Is there a solution to configure Pfsense like it is my cisco router right now and keep the other changes in mind for the future?
I assume that in your suggested configuration the only thing I will have to do is configure pfsense with LAN (192.168.1.1) and WAN (192.168.4.1) and do the routing to the new ip addresses on gateways (192.168.4.x) or if I change the servers ip addresses pfsense LAN ip address will be (192.168.4.1) and WAN will be (192.168.1.1) is that correct?

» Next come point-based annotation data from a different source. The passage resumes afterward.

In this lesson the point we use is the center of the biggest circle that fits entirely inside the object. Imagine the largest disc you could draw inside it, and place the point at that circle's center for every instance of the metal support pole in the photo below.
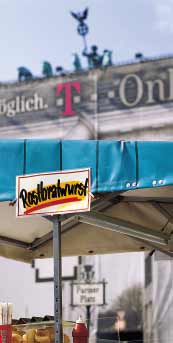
(57, 279)
(88, 315)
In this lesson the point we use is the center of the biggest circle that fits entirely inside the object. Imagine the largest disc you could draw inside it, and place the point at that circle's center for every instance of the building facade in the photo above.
(125, 102)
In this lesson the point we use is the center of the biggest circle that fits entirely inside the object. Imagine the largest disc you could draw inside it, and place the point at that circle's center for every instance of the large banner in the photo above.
(97, 91)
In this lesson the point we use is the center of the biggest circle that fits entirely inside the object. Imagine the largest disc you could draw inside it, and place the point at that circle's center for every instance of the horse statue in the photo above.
(47, 70)
(94, 59)
(107, 58)
(77, 62)
(24, 74)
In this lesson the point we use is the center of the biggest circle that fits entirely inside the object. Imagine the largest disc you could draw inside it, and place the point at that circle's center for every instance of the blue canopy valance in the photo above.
(115, 165)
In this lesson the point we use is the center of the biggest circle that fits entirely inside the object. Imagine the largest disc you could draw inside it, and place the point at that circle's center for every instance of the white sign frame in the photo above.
(34, 192)
(81, 294)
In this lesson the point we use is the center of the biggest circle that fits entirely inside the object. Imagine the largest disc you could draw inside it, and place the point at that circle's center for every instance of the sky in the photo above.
(32, 31)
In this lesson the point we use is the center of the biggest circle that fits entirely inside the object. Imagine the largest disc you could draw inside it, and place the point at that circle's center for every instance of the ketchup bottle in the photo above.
(80, 332)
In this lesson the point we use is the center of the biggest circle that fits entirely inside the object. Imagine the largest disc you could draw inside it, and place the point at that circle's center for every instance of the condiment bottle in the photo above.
(80, 332)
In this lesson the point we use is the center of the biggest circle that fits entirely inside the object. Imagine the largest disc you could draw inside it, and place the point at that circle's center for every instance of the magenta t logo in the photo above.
(68, 86)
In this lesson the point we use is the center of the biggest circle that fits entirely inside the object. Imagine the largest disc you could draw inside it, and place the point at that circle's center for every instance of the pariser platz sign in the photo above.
(84, 294)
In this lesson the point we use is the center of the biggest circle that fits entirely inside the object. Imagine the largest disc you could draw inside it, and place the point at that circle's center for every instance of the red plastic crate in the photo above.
(6, 333)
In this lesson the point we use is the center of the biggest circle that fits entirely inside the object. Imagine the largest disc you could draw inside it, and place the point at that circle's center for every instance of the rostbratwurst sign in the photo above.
(53, 193)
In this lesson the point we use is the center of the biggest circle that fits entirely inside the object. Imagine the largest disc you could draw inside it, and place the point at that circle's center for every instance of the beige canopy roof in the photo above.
(130, 221)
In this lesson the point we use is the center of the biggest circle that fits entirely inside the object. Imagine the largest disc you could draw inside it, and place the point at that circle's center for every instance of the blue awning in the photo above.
(115, 165)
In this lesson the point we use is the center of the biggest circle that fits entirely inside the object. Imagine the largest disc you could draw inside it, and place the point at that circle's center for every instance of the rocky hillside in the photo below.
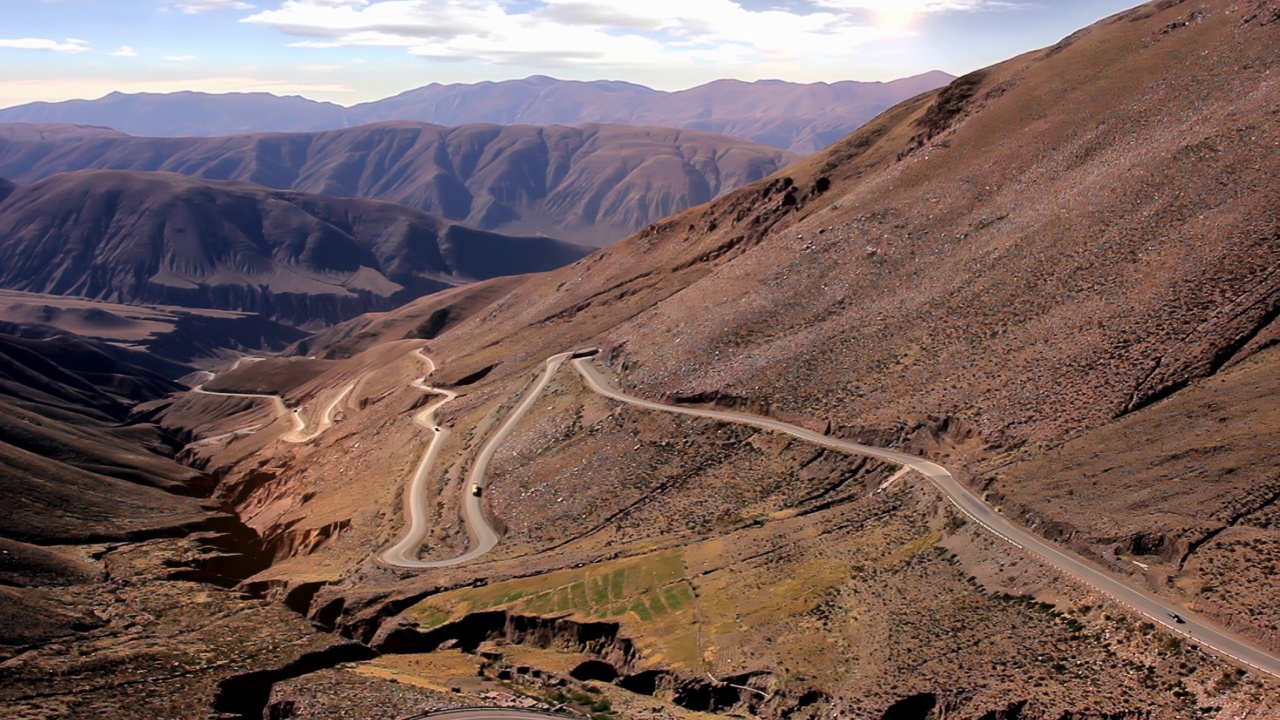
(803, 118)
(590, 185)
(1009, 274)
(1059, 277)
(302, 259)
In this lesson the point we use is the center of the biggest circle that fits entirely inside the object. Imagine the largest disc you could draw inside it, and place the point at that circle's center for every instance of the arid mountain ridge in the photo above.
(1059, 276)
(997, 276)
(801, 118)
(589, 185)
(161, 238)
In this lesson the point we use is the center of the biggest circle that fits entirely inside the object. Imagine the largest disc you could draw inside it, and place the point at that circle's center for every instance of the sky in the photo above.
(351, 51)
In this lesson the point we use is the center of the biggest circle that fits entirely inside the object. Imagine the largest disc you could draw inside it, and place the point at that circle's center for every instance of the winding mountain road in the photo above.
(405, 552)
(1196, 629)
(298, 433)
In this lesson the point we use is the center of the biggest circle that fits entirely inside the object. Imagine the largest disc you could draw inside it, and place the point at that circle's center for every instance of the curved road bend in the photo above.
(405, 552)
(1196, 629)
(296, 434)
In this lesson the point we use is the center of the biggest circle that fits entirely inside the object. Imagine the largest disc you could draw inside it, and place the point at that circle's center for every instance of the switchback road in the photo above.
(405, 552)
(1193, 628)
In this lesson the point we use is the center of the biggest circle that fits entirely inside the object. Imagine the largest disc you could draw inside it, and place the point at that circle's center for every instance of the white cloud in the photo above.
(69, 45)
(196, 7)
(652, 33)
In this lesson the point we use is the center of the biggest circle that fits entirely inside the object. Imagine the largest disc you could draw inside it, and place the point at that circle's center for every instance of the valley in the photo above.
(969, 414)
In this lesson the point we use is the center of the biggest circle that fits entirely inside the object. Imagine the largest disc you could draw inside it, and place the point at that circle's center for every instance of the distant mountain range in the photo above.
(803, 118)
(590, 185)
(300, 259)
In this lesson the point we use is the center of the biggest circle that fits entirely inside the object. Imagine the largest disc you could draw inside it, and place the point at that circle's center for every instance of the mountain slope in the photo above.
(589, 185)
(803, 118)
(179, 114)
(1077, 242)
(302, 259)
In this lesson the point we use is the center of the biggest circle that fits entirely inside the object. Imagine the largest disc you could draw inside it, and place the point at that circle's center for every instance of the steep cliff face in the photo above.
(301, 259)
(590, 185)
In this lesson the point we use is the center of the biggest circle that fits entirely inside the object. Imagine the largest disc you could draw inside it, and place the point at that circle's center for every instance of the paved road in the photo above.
(298, 433)
(1193, 628)
(490, 714)
(405, 552)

I really thank you that you spend your time helping me.
-
So you want to change out your cisco and do the same router on stick nonsense with asymmetrical routing?
While you "could" do that - sorry I don't help setup borked nonsense ;) hehehe That would be horrific idea - who ever setup it up like it is in the first place shouldn't be touching networking gear…
-
Hi, Johnpoz,
Hahaha, maybe you are right. The problem is that in your scenario (I will try to get asap) I need to coordinate with some other people, some of them with a different time zone than mine, so it will take some time to do it. It would be easier to change ip addresses of LAN servers but I don't like the idea of changing ip addresses on dcs or exchange servers.
So my idea is to change the cisco router right now and use the same configuration on the pfsense. And in a future (I hope a near future) do the changes to get your proposed scenario.
Right now I have disabled WAN interface and I have configured an upstream gateway in the LAN interface pointing to the gateway for internet browsing, and that seems to work. But I have some problems with RDS, when I try to connect to a server on other site it works but while you are connected it seems to freeze sometimes, and the same with a local program that connects to a DB on other site. Voice (even with other sites) and Internet browsing are fine. If I ping the servers with freeze problems the response times are more or less the same, so I don't have any clues why can be this happening.
Can you help me with that? Thanks.
-
Help you with why asymmetrical causes issues in applications? Yeah its going to be hit and miss - its a borked config, there is little use trying to make it work.